Março foi um mês marcado pela aprovação tardia do orçamento e mudanças na articulação política do governo. Eduardo Bolsonaro, por sua vez, pediu licença para atuar nos Estados Unidos. Em abril, a recusa de Pedro Lucas, do União Brasil, em assumir um ministério levantou questões sobre o poder de articulação do governo. Além disso, denúncias relacionadas ao INSS levaram à queda de diversos membros da cúpula.

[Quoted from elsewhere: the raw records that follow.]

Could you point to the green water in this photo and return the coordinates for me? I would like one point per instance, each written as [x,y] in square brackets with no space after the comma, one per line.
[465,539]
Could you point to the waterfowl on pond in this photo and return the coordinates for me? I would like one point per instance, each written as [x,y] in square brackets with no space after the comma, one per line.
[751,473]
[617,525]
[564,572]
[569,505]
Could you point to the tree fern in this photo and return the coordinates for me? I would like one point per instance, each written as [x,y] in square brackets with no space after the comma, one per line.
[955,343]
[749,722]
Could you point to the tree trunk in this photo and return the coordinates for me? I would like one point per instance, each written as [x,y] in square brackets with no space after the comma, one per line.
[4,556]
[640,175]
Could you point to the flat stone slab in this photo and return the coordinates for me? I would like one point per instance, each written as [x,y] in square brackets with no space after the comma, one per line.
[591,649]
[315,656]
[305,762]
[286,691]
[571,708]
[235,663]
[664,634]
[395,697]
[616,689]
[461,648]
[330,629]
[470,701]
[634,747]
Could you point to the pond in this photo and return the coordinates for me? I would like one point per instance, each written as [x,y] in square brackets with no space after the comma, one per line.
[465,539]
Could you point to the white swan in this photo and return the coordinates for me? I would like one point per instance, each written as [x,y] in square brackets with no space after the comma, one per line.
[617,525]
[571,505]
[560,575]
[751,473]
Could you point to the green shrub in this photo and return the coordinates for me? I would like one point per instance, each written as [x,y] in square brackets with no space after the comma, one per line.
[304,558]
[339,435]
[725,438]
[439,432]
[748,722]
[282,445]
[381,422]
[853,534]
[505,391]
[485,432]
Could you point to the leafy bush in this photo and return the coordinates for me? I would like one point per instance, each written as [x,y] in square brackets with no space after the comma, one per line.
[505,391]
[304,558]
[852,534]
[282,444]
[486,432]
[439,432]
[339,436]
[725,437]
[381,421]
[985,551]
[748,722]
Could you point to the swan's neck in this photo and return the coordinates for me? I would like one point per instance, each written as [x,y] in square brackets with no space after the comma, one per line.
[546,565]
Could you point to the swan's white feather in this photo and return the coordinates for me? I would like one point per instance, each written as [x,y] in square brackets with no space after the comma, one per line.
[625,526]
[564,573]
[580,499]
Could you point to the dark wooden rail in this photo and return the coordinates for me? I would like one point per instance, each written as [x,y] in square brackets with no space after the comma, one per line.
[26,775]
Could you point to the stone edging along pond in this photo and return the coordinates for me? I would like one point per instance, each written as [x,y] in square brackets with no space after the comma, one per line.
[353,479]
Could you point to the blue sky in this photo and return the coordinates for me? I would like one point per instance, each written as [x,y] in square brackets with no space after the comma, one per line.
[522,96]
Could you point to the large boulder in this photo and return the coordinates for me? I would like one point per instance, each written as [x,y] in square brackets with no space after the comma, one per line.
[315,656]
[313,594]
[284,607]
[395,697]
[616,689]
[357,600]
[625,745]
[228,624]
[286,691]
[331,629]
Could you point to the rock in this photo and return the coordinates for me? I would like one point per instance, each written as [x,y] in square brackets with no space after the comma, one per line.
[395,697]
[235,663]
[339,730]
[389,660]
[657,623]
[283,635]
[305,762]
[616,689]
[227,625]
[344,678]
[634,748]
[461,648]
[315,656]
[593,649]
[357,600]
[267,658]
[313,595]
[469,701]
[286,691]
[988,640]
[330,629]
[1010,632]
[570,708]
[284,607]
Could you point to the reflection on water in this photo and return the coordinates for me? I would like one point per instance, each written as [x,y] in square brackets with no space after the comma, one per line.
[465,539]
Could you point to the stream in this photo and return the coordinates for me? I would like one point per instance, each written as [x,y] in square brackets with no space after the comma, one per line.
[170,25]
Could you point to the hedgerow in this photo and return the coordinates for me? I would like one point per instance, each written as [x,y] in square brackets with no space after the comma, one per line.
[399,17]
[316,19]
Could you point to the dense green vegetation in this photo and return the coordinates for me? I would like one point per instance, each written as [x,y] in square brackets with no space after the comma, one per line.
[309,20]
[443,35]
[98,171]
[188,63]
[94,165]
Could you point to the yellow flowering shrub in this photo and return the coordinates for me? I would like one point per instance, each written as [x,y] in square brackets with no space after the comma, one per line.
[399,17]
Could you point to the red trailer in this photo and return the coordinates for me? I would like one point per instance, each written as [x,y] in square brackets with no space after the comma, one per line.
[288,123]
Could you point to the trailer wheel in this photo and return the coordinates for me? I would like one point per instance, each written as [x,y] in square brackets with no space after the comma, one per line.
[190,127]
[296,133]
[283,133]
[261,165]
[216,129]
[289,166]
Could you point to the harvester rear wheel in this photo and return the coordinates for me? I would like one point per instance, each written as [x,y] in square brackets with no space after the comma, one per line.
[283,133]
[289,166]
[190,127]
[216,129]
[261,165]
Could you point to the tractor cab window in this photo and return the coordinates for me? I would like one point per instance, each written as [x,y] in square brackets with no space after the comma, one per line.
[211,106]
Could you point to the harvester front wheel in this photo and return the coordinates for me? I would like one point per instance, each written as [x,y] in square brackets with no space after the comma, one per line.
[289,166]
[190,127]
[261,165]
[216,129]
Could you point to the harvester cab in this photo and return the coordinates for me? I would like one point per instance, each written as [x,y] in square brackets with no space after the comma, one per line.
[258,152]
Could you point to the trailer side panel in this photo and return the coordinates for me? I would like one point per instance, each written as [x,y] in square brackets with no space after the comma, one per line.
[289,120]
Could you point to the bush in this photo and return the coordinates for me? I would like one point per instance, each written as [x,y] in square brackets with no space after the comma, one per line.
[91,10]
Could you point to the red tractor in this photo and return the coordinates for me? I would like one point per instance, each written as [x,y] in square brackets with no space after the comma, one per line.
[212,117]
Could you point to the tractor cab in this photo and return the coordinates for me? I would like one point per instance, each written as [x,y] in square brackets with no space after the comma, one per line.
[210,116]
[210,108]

Em maio, o governo tentou aumentar a alíquota do IOF, mas a medida foi derrubada pela Câmara em junho, período em que também houve um aumento no número de deputados. Em julho, Jair Bolsonaro foi obrigado a usar uma tornozeleira eletrônica e o STF reverteu a decisão da Câmara sobre o decreto do IOF. Durante esses eventos, Lula conseguiu recuperar parte de sua popularidade e indicou que vetaria a ampliação do número de deputados.
O segundo semestre foi marcado por um aumento da pressão judicial contra Jair Bolsonaro, seus aliados e militares envolvidos na tentativa de golpe. Esse movimento culminou em condenações no STF, resultando na prisão domiciliar do ex-presidente e posterior retorno ao regime fechado. Ao mesmo tempo, o Congresso avançava em pautas significativas, como a PEC da Blindagem e reformas no licenciamento ambiental, enquanto operações policiais de grande impacto reaqueceram o debate sobre segurança pública.
Lula também colecionou alguns sucessos, como a aprovação da isenção do Imposto de Renda para quem ganha até R$ 5.000 mensais e a negociação com o ex-presidente dos EUA, Donald Trump, para reverter tarifas comerciais.
O ano terminou marcado por novos desgastes nas instituições, especialmente no STF, especialmente em relação ao Banco Master. A aprovação de um orçamento que restringía ainda mais os investimentos do Executivo trouxe desafios adicionais. A candidatura de Flávio Bolsonaro como sucessor de seu pai complicou as relações da família com o centrão e impactou os planos do governador de São Paulo.
Ao final de 2025, ficou evidente a fragilidade do presidente da Câmara e a situação dos que tentaram fugir batendo de frente com a justiça. O cenário se preparava para intensas articulações políticas, definindo o futuro das candidaturas em níveis nacional e estadual, tanto para a situação quanto para a oposição.